By Careesa Gee
The walls and spaces inside the old bread factory on Gladstone Avenue may look bare now, but in a week they will be transformed for the Enriched Bread Artists’ annual open studio exhibition.
That’s when the two-storey warehouse will be open for the public to come in and see works by the 24 artists that inhabit the studios inside.
Eliza Griffiths, a member of the Enriched Bread Artists (EBA), says the exhibition is a great chance for people who would not normally go to an art gallery, to see contemporary local works in a casual setting.
“It’s like a really great party … it’s really fun,” she says. “It’s a chance to socialize and be stimulated.”
Conversation-provoking art and hundreds of people inside a building that likely never saw anything more exciting than sliced bread?
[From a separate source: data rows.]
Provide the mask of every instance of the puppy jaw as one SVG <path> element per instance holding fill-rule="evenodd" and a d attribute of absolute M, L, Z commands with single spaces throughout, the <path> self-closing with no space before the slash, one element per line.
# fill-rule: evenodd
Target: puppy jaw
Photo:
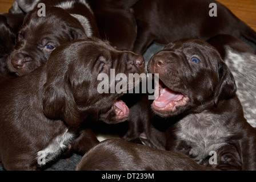
<path fill-rule="evenodd" d="M 126 51 L 125 51 L 126 52 Z M 125 52 L 124 52 L 125 53 Z M 138 55 L 131 52 L 127 51 L 127 57 L 125 59 L 127 60 L 125 72 L 126 75 L 129 73 L 145 73 L 144 58 L 141 55 Z M 122 62 L 122 59 L 120 61 Z M 118 74 L 118 73 L 116 73 Z M 140 78 L 140 81 L 141 79 Z M 133 88 L 137 86 L 139 82 L 134 82 Z M 129 87 L 129 82 L 127 81 L 127 90 L 131 89 Z M 123 96 L 123 93 L 117 94 L 117 99 L 114 101 L 112 107 L 106 113 L 102 114 L 100 116 L 100 119 L 108 123 L 116 123 L 123 122 L 128 118 L 129 116 L 129 108 L 123 102 L 121 97 Z"/>
<path fill-rule="evenodd" d="M 151 106 L 160 113 L 174 113 L 177 107 L 186 105 L 189 100 L 187 96 L 166 87 L 161 80 L 156 91 L 159 92 L 158 97 L 154 100 Z"/>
Not what you might expect from looking at its drab, utilitarian exterior, but the converted space inside is now filled with an eclectic assortment of artworks, ranging from painting and assemblage, to large installation works and video art that promises to inspire lively debates.
Inside Griffiths’s studio space, the red tile floor is splattered with paint and her desk is cluttered by scattered photos, but it is the canvases that catch your attention.
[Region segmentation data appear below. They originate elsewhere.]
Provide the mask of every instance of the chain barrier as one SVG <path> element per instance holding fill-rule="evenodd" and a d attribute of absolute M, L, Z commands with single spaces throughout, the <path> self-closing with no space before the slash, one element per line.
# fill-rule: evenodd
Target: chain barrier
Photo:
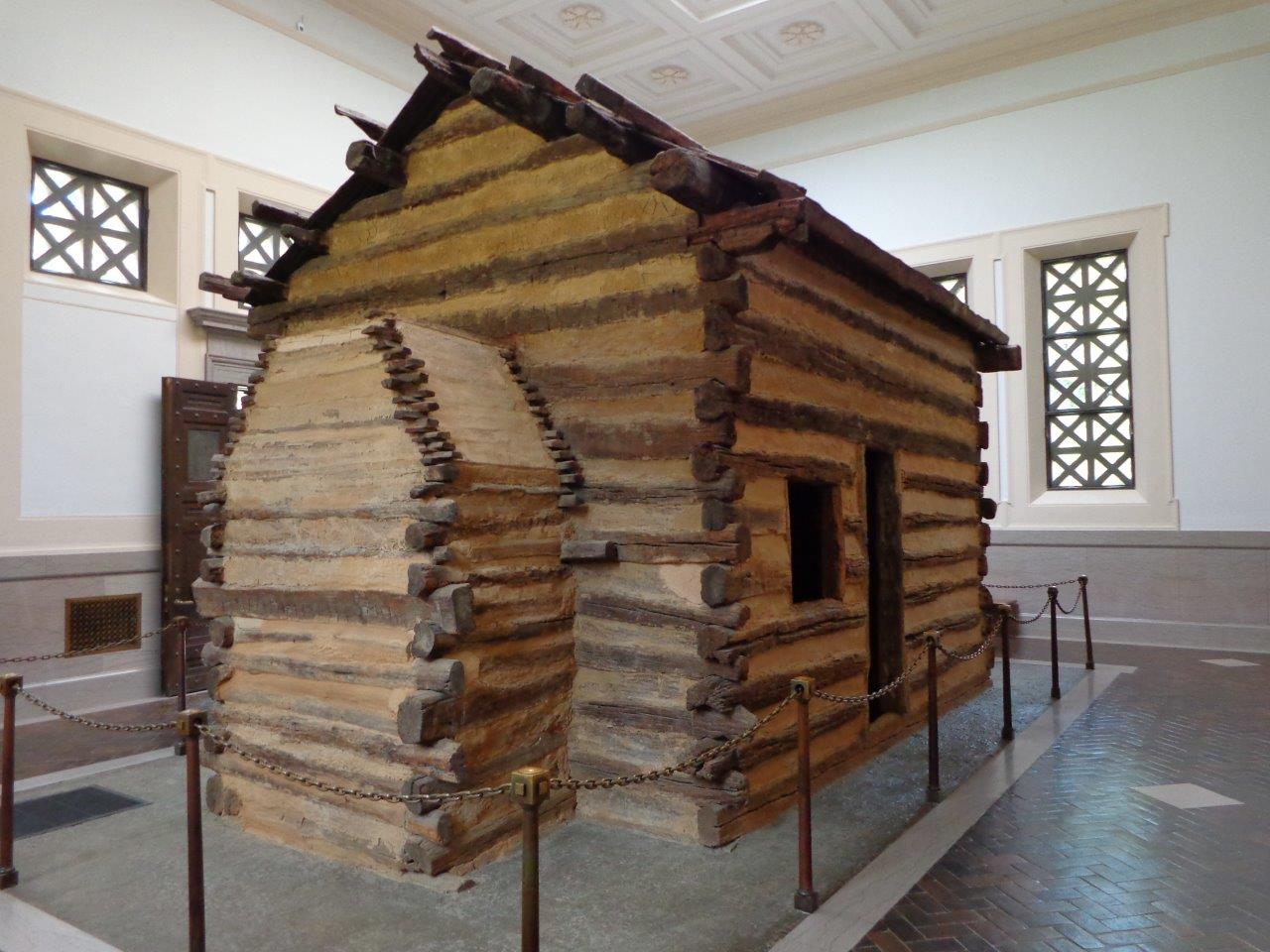
<path fill-rule="evenodd" d="M 1041 616 L 1045 614 L 1045 612 L 1048 612 L 1048 611 L 1049 611 L 1049 599 L 1046 598 L 1045 599 L 1045 604 L 1043 604 L 1040 608 L 1036 609 L 1036 614 L 1034 614 L 1034 616 L 1031 616 L 1029 618 L 1022 618 L 1022 617 L 1020 617 L 1017 614 L 1012 614 L 1012 616 L 1010 616 L 1010 618 L 1012 621 L 1019 622 L 1020 625 L 1031 625 L 1033 622 L 1040 621 Z"/>
<path fill-rule="evenodd" d="M 1067 584 L 1076 583 L 1076 581 L 1077 581 L 1077 579 L 1071 579 L 1068 581 L 1053 583 L 1053 585 L 998 585 L 996 588 L 1003 588 L 1003 589 L 1052 588 L 1054 585 L 1067 585 Z M 1082 598 L 1082 595 L 1077 595 L 1077 599 L 1072 604 L 1071 609 L 1064 609 L 1063 605 L 1058 603 L 1057 598 L 1053 599 L 1053 602 L 1059 608 L 1059 611 L 1062 611 L 1064 614 L 1071 614 L 1080 605 L 1081 598 Z M 1034 616 L 1031 616 L 1029 618 L 1020 618 L 1017 616 L 1011 616 L 1011 617 L 1013 618 L 1013 621 L 1019 622 L 1020 625 L 1030 625 L 1031 622 L 1038 621 L 1041 616 L 1045 614 L 1045 611 L 1049 608 L 1049 604 L 1050 604 L 1050 599 L 1046 599 L 1045 604 L 1041 605 L 1040 611 L 1038 611 Z M 951 649 L 945 647 L 944 644 L 942 644 L 944 631 L 940 630 L 940 628 L 935 628 L 935 630 L 931 630 L 931 631 L 922 632 L 922 635 L 925 637 L 927 637 L 927 638 L 933 638 L 937 650 L 940 652 L 942 652 L 944 655 L 946 655 L 947 658 L 950 658 L 952 660 L 956 660 L 956 661 L 970 661 L 970 660 L 978 658 L 979 655 L 982 655 L 984 651 L 988 650 L 988 647 L 992 645 L 993 640 L 996 638 L 997 633 L 1001 631 L 1001 623 L 1002 623 L 1002 619 L 998 616 L 997 621 L 993 623 L 991 631 L 984 636 L 984 638 L 972 651 L 966 651 L 966 652 L 959 652 L 959 651 L 954 651 Z M 173 623 L 169 623 L 169 625 L 166 625 L 163 628 L 159 628 L 156 631 L 144 632 L 140 637 L 141 638 L 147 638 L 147 637 L 152 637 L 155 635 L 161 635 L 161 633 L 166 632 L 171 627 L 173 627 Z M 0 659 L 0 664 L 17 663 L 17 661 L 48 660 L 48 659 L 56 659 L 56 658 L 74 658 L 74 656 L 81 655 L 81 654 L 90 654 L 91 651 L 99 651 L 103 647 L 110 647 L 110 646 L 113 646 L 116 644 L 126 644 L 126 642 L 131 642 L 131 641 L 136 641 L 136 640 L 137 640 L 136 636 L 133 636 L 133 637 L 130 637 L 130 638 L 123 638 L 123 640 L 119 640 L 119 641 L 116 641 L 116 642 L 107 642 L 104 645 L 98 645 L 98 646 L 94 646 L 91 649 L 84 649 L 84 650 L 79 650 L 79 651 L 62 651 L 62 652 L 47 654 L 47 655 L 30 655 L 28 658 Z M 917 654 L 913 658 L 913 660 L 909 661 L 909 664 L 904 668 L 904 670 L 899 673 L 899 675 L 897 675 L 894 679 L 892 679 L 890 682 L 888 682 L 883 687 L 878 688 L 876 691 L 871 691 L 871 692 L 869 692 L 866 694 L 834 694 L 834 693 L 831 693 L 828 691 L 820 691 L 820 689 L 817 688 L 817 689 L 812 691 L 812 696 L 817 697 L 817 698 L 819 698 L 822 701 L 828 701 L 828 702 L 837 703 L 837 704 L 848 704 L 848 706 L 850 704 L 867 704 L 867 703 L 870 703 L 872 701 L 876 701 L 880 697 L 884 697 L 885 694 L 889 694 L 893 691 L 897 691 L 904 682 L 907 682 L 909 678 L 913 677 L 913 674 L 921 666 L 921 664 L 922 664 L 923 660 L 925 660 L 925 656 L 922 654 Z M 79 715 L 72 715 L 69 711 L 62 711 L 61 708 L 53 707 L 48 702 L 42 701 L 41 698 L 36 697 L 34 694 L 32 694 L 30 692 L 24 691 L 24 689 L 19 689 L 18 694 L 20 697 L 25 698 L 27 701 L 29 701 L 36 707 L 38 707 L 38 708 L 41 708 L 41 710 L 43 710 L 43 711 L 46 711 L 46 712 L 48 712 L 48 713 L 51 713 L 51 715 L 53 715 L 56 717 L 60 717 L 60 718 L 66 720 L 66 721 L 71 721 L 74 724 L 83 725 L 85 727 L 91 727 L 94 730 L 117 731 L 117 732 L 127 732 L 127 734 L 142 734 L 142 732 L 151 732 L 151 731 L 173 730 L 177 726 L 177 721 L 175 720 L 173 720 L 173 721 L 155 722 L 155 724 L 107 724 L 104 721 L 95 721 L 95 720 L 91 720 L 91 718 L 88 718 L 88 717 L 81 717 Z M 668 767 L 660 767 L 660 768 L 657 768 L 654 770 L 645 770 L 643 773 L 621 774 L 621 776 L 617 776 L 617 777 L 605 777 L 605 778 L 599 778 L 599 779 L 575 779 L 575 778 L 570 778 L 570 777 L 555 777 L 550 782 L 551 788 L 552 790 L 572 790 L 572 791 L 579 791 L 579 790 L 612 790 L 613 787 L 627 787 L 627 786 L 635 786 L 635 784 L 640 784 L 640 783 L 648 783 L 648 782 L 657 781 L 657 779 L 660 779 L 660 778 L 664 778 L 664 777 L 672 777 L 676 773 L 695 773 L 696 770 L 701 769 L 705 764 L 707 764 L 710 760 L 715 760 L 715 759 L 718 759 L 718 758 L 720 758 L 720 757 L 723 757 L 725 754 L 729 754 L 733 750 L 735 750 L 737 748 L 742 746 L 743 744 L 751 741 L 761 730 L 763 730 L 763 727 L 766 727 L 776 717 L 779 717 L 781 715 L 781 712 L 785 711 L 786 707 L 789 707 L 790 702 L 794 701 L 794 698 L 795 698 L 795 692 L 790 691 L 787 694 L 785 694 L 785 697 L 781 698 L 781 701 L 771 711 L 768 711 L 763 717 L 758 718 L 748 730 L 743 731 L 742 734 L 738 734 L 735 737 L 730 737 L 729 740 L 725 740 L 725 741 L 723 741 L 720 744 L 716 744 L 712 748 L 707 748 L 706 750 L 702 750 L 702 751 L 700 751 L 697 754 L 693 754 L 692 757 L 686 758 L 686 759 L 683 759 L 683 760 L 681 760 L 681 762 L 678 762 L 676 764 L 671 764 Z M 253 753 L 253 751 L 250 751 L 250 750 L 240 746 L 234 740 L 231 740 L 227 735 L 220 734 L 220 732 L 212 730 L 211 727 L 208 727 L 207 725 L 199 725 L 198 726 L 198 732 L 203 737 L 206 737 L 208 741 L 211 741 L 212 744 L 215 744 L 216 748 L 217 748 L 217 750 L 229 751 L 229 753 L 234 754 L 235 757 L 239 757 L 239 758 L 246 760 L 248 763 L 255 764 L 257 767 L 259 767 L 259 768 L 262 768 L 264 770 L 268 770 L 268 772 L 271 772 L 273 774 L 277 774 L 279 777 L 284 777 L 286 779 L 293 781 L 293 782 L 300 783 L 302 786 L 310 787 L 312 790 L 321 791 L 324 793 L 330 793 L 330 795 L 334 795 L 334 796 L 353 797 L 353 798 L 357 798 L 357 800 L 370 800 L 370 801 L 389 802 L 389 803 L 420 803 L 420 805 L 422 803 L 427 803 L 427 805 L 441 806 L 443 803 L 452 803 L 452 802 L 460 802 L 460 801 L 466 801 L 466 800 L 483 800 L 483 798 L 486 798 L 486 797 L 503 796 L 503 795 L 505 795 L 505 793 L 508 793 L 511 791 L 511 786 L 512 786 L 511 783 L 502 783 L 502 784 L 495 786 L 495 787 L 476 787 L 476 788 L 471 788 L 471 790 L 447 791 L 447 792 L 442 792 L 442 793 L 384 793 L 384 792 L 380 792 L 380 791 L 363 790 L 363 788 L 359 788 L 359 787 L 342 787 L 342 786 L 335 784 L 335 783 L 328 783 L 325 781 L 320 781 L 320 779 L 316 779 L 316 778 L 312 778 L 312 777 L 307 777 L 307 776 L 305 776 L 302 773 L 297 773 L 296 770 L 292 770 L 290 768 L 286 768 L 286 767 L 282 767 L 279 764 L 272 763 L 271 760 L 267 760 L 265 758 L 260 757 L 259 754 L 255 754 L 255 753 Z"/>
<path fill-rule="evenodd" d="M 636 783 L 648 783 L 649 781 L 655 781 L 662 777 L 673 777 L 676 773 L 693 773 L 700 768 L 705 767 L 706 763 L 714 760 L 715 758 L 729 754 L 737 748 L 739 748 L 745 741 L 751 740 L 758 731 L 766 727 L 775 720 L 775 717 L 789 707 L 789 703 L 794 699 L 794 692 L 790 691 L 780 703 L 776 704 L 771 711 L 759 717 L 749 730 L 743 734 L 738 734 L 730 740 L 725 740 L 709 750 L 702 750 L 700 754 L 681 760 L 671 767 L 660 767 L 655 770 L 645 770 L 644 773 L 627 773 L 620 777 L 605 777 L 602 779 L 587 779 L 579 781 L 565 777 L 556 777 L 551 779 L 551 790 L 612 790 L 613 787 L 629 787 Z"/>
<path fill-rule="evenodd" d="M 1054 597 L 1054 607 L 1055 607 L 1055 608 L 1057 608 L 1057 609 L 1058 609 L 1059 612 L 1062 612 L 1063 614 L 1071 614 L 1072 612 L 1074 612 L 1074 611 L 1076 611 L 1077 608 L 1080 608 L 1080 607 L 1081 607 L 1081 599 L 1082 599 L 1082 598 L 1085 598 L 1085 590 L 1083 590 L 1083 589 L 1082 589 L 1081 592 L 1076 593 L 1076 600 L 1074 600 L 1074 602 L 1072 602 L 1072 607 L 1071 607 L 1071 608 L 1063 608 L 1063 603 L 1062 603 L 1062 602 L 1059 602 L 1059 600 L 1058 600 L 1058 597 L 1055 595 L 1055 597 Z"/>
<path fill-rule="evenodd" d="M 982 655 L 984 651 L 988 650 L 988 646 L 993 642 L 993 640 L 997 637 L 997 633 L 1001 631 L 1001 623 L 1002 623 L 1001 616 L 998 614 L 997 621 L 993 622 L 992 628 L 988 631 L 987 635 L 984 635 L 983 641 L 975 645 L 970 651 L 963 652 L 963 651 L 954 651 L 950 647 L 944 647 L 944 642 L 940 638 L 935 640 L 935 647 L 939 649 L 939 651 L 942 655 L 945 655 L 946 658 L 951 658 L 955 661 L 974 660 L 975 658 L 978 658 L 979 655 Z"/>
<path fill-rule="evenodd" d="M 312 787 L 314 790 L 320 790 L 324 793 L 334 793 L 340 797 L 353 797 L 356 800 L 373 800 L 376 802 L 386 803 L 432 803 L 441 806 L 442 803 L 455 803 L 461 800 L 484 800 L 485 797 L 495 797 L 511 791 L 511 783 L 503 783 L 498 787 L 475 787 L 472 790 L 458 790 L 446 793 L 381 793 L 375 790 L 359 790 L 357 787 L 340 787 L 334 783 L 326 783 L 325 781 L 314 779 L 312 777 L 306 777 L 302 773 L 296 773 L 286 767 L 271 763 L 265 760 L 259 754 L 253 754 L 232 740 L 230 740 L 224 734 L 217 734 L 207 725 L 199 725 L 198 732 L 213 743 L 217 748 L 229 750 L 231 754 L 243 758 L 248 763 L 253 763 L 278 777 L 286 777 L 288 781 L 295 781 L 296 783 L 304 784 L 305 787 Z"/>
<path fill-rule="evenodd" d="M 1057 589 L 1059 585 L 1076 585 L 1080 579 L 1064 579 L 1063 581 L 1043 581 L 1036 585 L 988 585 L 989 589 Z"/>
<path fill-rule="evenodd" d="M 47 711 L 56 717 L 61 717 L 64 721 L 71 721 L 74 724 L 83 725 L 84 727 L 91 727 L 93 730 L 117 731 L 119 734 L 147 734 L 150 731 L 173 730 L 177 726 L 175 720 L 155 724 L 107 724 L 104 721 L 94 721 L 89 717 L 80 717 L 79 715 L 72 715 L 69 711 L 62 711 L 60 707 L 53 707 L 47 701 L 42 701 L 23 688 L 19 688 L 17 693 L 18 697 L 25 698 L 42 711 Z"/>
<path fill-rule="evenodd" d="M 876 701 L 878 698 L 889 694 L 890 692 L 895 691 L 895 688 L 898 688 L 900 684 L 903 684 L 906 680 L 912 678 L 913 671 L 916 671 L 925 660 L 926 660 L 925 655 L 917 654 L 913 658 L 913 660 L 908 663 L 908 666 L 904 670 L 902 670 L 893 680 L 888 682 L 876 691 L 870 691 L 867 694 L 831 694 L 828 691 L 820 691 L 819 688 L 813 688 L 812 696 L 818 697 L 822 701 L 832 701 L 836 704 L 867 704 L 871 701 Z"/>
<path fill-rule="evenodd" d="M 128 635 L 123 638 L 114 638 L 113 641 L 103 641 L 99 645 L 93 645 L 91 647 L 80 647 L 74 651 L 56 651 L 47 655 L 25 655 L 23 658 L 0 658 L 0 664 L 27 664 L 28 661 L 52 661 L 58 658 L 79 658 L 80 655 L 95 655 L 98 651 L 105 651 L 110 647 L 118 647 L 119 645 L 131 645 L 133 641 L 145 641 L 146 638 L 152 638 L 155 635 L 164 635 L 169 628 L 177 625 L 175 621 L 168 622 L 161 628 L 155 628 L 154 631 L 144 631 L 140 635 Z"/>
They hang or lean on the white block walls, covered with the characters that play out the fictional narratives of her imagination.
One giant painting shows a gritty, urban couple posturing in a tough stance, but Griffiths points out there is still “a soft underbelly” to the piece, and says it shows them adopting a façade of bravado.
It is part of a painting series called “Romance” that explores themes of desire and sexuality in couples, as well as the role that females play inside relationships.
Marika Jemma, another EBA artist, is preparing pieces that combine painting with ordinary items like string and flowers to create works based on a mother-child theme.
Jemma, who usually works in installation, will also be showing an art video she made in 1996, called Pieces of Her Become You, which combines a documentary style with prose and poetry in a discussion of lesbian relationships.
However, the exhibition is not only about finished works, but about the means and manner in which the artist arrives there as well.
Unfinished pieces will be left in the studio, and this year they will be hanging a laundry line with all of their work clothes on it, which Jemma says “speaks to process.”
The works in progress show one of the differences between the open studio, and a typical gallery show. Another will be that the artists will all be there, live and in person to interact directly with those viewing their works.
Because the warehouse is meant as a working space for professional artists, it is not usually open during the year to the public, and Griffiths says this is a chance for them to receive direct feedback.
“It’s great to see how people interpret things,” she says. “You make youself very vulnerable … to criticisms or hurt, it’s like exposing something.”
“Not everyone is going to like what you do,” Griffiths adds. “I mean, you never really get used to it (rejection).”
The Enriched Bread Artists factory was created in 1991 by Laura Margita, a graduate from the fine arts program at the Universtiy of Ottawa.
In addition to the opening on Oct. 19, the studio will be open on Oct. 20.to 22 and again Oct. 27 to 29.
All of the viewings are free, and the event will be licensed.